También es cierto que son muchos los vitorianos que han optado por acudir a este punto de atención en vez de saturar aún más las urgencias hospitalarias. El PAC está diseñado para casos poco graves (heridas, procesos febriles, gripes...) que no requieren la intervención de un especialista y pueden ser atendidos por un médico de familia. Para estas dolencias, el tiempo de espera en este centro ronda «los veinte minutos, mientras que en un hospital puede llegar a las dos o tres horas», al tener prioridad los casos más graves.
Casos más complejos
Sin embargo, son muchos los que siguen acudiendo a los dos hospitales al estar convencidos de que la atención va a ser mejor. «El aumento de las consultas es pequeño, estamos en una meseta tras varios años crecimiento», reconoce el jefe de Urgencias de Txagorritxu, Pedro Lopetegui.
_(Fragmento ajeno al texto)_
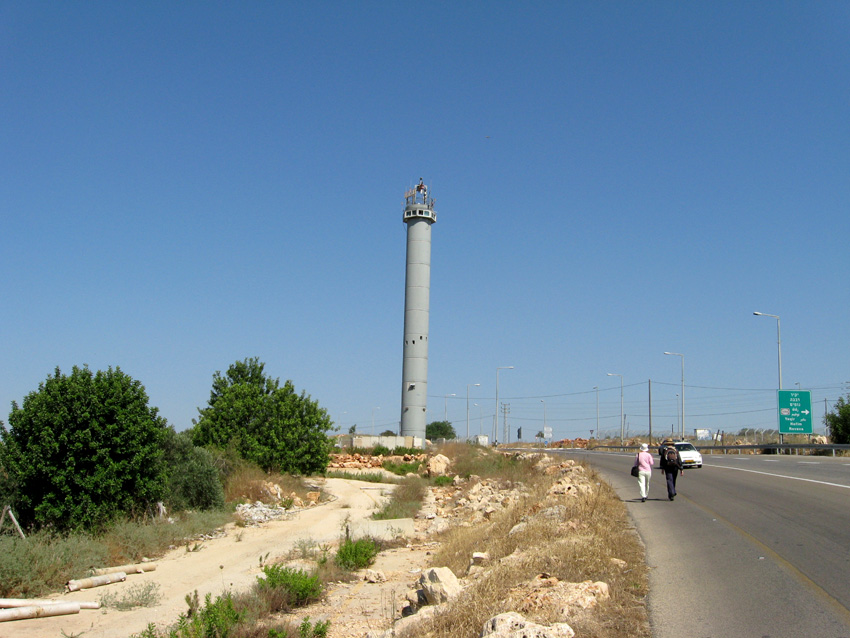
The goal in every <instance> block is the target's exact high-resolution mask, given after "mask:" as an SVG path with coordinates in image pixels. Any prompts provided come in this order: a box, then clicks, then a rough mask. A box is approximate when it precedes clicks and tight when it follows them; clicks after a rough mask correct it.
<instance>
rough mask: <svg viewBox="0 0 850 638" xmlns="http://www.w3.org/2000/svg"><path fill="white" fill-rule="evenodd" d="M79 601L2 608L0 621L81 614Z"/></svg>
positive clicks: (66, 615)
mask: <svg viewBox="0 0 850 638" xmlns="http://www.w3.org/2000/svg"><path fill="white" fill-rule="evenodd" d="M79 613H80V605H79V604H78V603H56V604H54V605H29V606H27V607H15V608H13V609H0V622H6V621H9V620H25V619H27V618H47V617H48V616H67V615H69V614H79Z"/></svg>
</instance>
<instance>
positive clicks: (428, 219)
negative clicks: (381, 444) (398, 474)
mask: <svg viewBox="0 0 850 638" xmlns="http://www.w3.org/2000/svg"><path fill="white" fill-rule="evenodd" d="M404 202H405V206H404V218H403V220H404V223H405V224H406V225H407V267H406V270H405V278H404V357H403V363H402V389H401V435H402V436H414V437H420V438H422V439H424V438H425V423H426V417H427V414H426V412H427V404H428V318H429V313H430V292H431V290H430V289H431V225H432V224H433V223H434V222H436V221H437V213H436V212H434V199H433V198H432V197H429V196H428V187H427V186H426V185H425V184H424V183H423V182H422V180H421V179H420V180H419V184H417V185H416V186H415V187H414V188H411V189H410V190H408V191H407V192H406V193H405V194H404Z"/></svg>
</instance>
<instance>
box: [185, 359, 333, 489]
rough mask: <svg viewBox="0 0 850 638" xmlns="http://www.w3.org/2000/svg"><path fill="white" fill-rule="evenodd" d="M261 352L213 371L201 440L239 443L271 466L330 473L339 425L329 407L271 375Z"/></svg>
mask: <svg viewBox="0 0 850 638" xmlns="http://www.w3.org/2000/svg"><path fill="white" fill-rule="evenodd" d="M264 367H265V364H263V363H261V362H260V361H259V360H258V359H257V358H256V357H254V358H252V359H245V360H244V361H237V362H236V363H234V364H233V365H231V366H230V367H229V368H228V370H227V372H226V373H225V374H222V373H221V372H216V373H215V375H213V388H212V392H211V393H210V399H209V402H208V403H207V407H206V408H203V409H199V410H198V412H199V418H198V420H197V421H196V422H195V427H194V429H193V440H194V443H195V444H196V445H212V446H216V447H220V448H223V447H226V446H228V445H235V446H236V448H237V449H238V450H239V453H240V454H241V455H242V457H243V458H245V459H246V460H249V461H252V462H254V463H256V464H257V465H259V466H260V467H262V468H263V469H265V470H267V471H270V470H275V471H279V472H291V473H298V474H312V473H316V472H324V471H325V469H326V468H327V465H328V460H329V458H328V453H329V452H330V449H331V444H330V440H329V439H328V437H327V432H328V431H329V430H331V429H333V424H332V423H331V420H330V417H329V416H328V414H327V412H326V411H325V409H324V408H320V407H319V404H318V403H317V402H315V401H312V400H311V399H310V397H309V396H307V395H305V394H304V392H302V393H301V394H300V395H298V394H296V393H295V389H294V386H293V385H292V382H291V381H287V382H286V383H285V384H284V385H283V386H281V385H280V380H279V379H272V378H270V377H267V376H266V375H265V373H264V372H263V369H264Z"/></svg>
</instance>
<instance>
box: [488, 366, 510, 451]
mask: <svg viewBox="0 0 850 638" xmlns="http://www.w3.org/2000/svg"><path fill="white" fill-rule="evenodd" d="M513 369H514V367H513V366H500V367H498V368H496V412H495V413H493V443H495V442H496V440H497V439H496V437H497V436H498V435H499V370H513Z"/></svg>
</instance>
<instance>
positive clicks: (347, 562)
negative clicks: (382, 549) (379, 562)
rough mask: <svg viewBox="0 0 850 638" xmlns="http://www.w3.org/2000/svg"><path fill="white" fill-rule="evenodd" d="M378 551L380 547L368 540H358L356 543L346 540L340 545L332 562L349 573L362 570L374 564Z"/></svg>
mask: <svg viewBox="0 0 850 638" xmlns="http://www.w3.org/2000/svg"><path fill="white" fill-rule="evenodd" d="M379 551H381V548H380V546H379V545H378V544H377V543H376V542H375V541H373V540H372V539H370V538H359V539H357V540H356V541H353V540H351V539H350V538H346V539H345V540H344V541H343V542H342V543H341V544H340V546H339V549H338V550H337V552H336V558H334V562H335V563H336V564H337V565H339V566H340V567H341V568H342V569H347V570H349V571H352V570H355V569H363V568H365V567H368V566H369V565H371V564H372V563H373V562H375V557H376V556H377V555H378V552H379Z"/></svg>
Pero, ¿cómo es posible que las urgencias hospitalarias crezcan si cada vez más gente acude al PAC? «Porque aumentan los pacientes más ancianos, que representan casos más complejos», explica Lo-petegui. «Nuestros recursos no van enfocados a atender con más celeridad a los casos menos graves, sino a cuidar mejor a quien está en peor situación», añade el jefe de Urgencias. Por eso, reconoce que los tiempos de espera para quienes llegan con leves problemas de salud pueden llegar a las tres horas en los picos de actividad del servicio.
Estos tiempos críticos están bien delimitados: desde las 11 a las 14 horas y de las 17 a las 20. A partir de las ocho de la tarde y hasta la medianoche se mantiene una afluencia media, y desde ese momento la situación se tranquiliza. «Es el esquema que se sigue todos los días», dice Lopetegui.
El asunto recurrente cuando se habla de las urgencias hospitalarias es la utilización superficial del servicio: las consultas de pediatría, que suponen un 20% del total, se disparan a la salida de los colegios; los días de partido, la sala de espera está desierta... Según los datos de Osakidetza, sólo el 13% de los pacientes que acude a Txagorritxu y Santiago son ingresados, y el resto reciben el alta.
¿Hay alguna manera de convencer a la población de que sólo acuda a urgencias en casos urgentes y evite así el colapso? «Nosotros no podemos influir en la demanda», reconoce Lopetegui. «Hay unos hábitos establecidos y la gente sabe que aquí estamos abiertos todos los días y que se les va a atender siempre», concluye.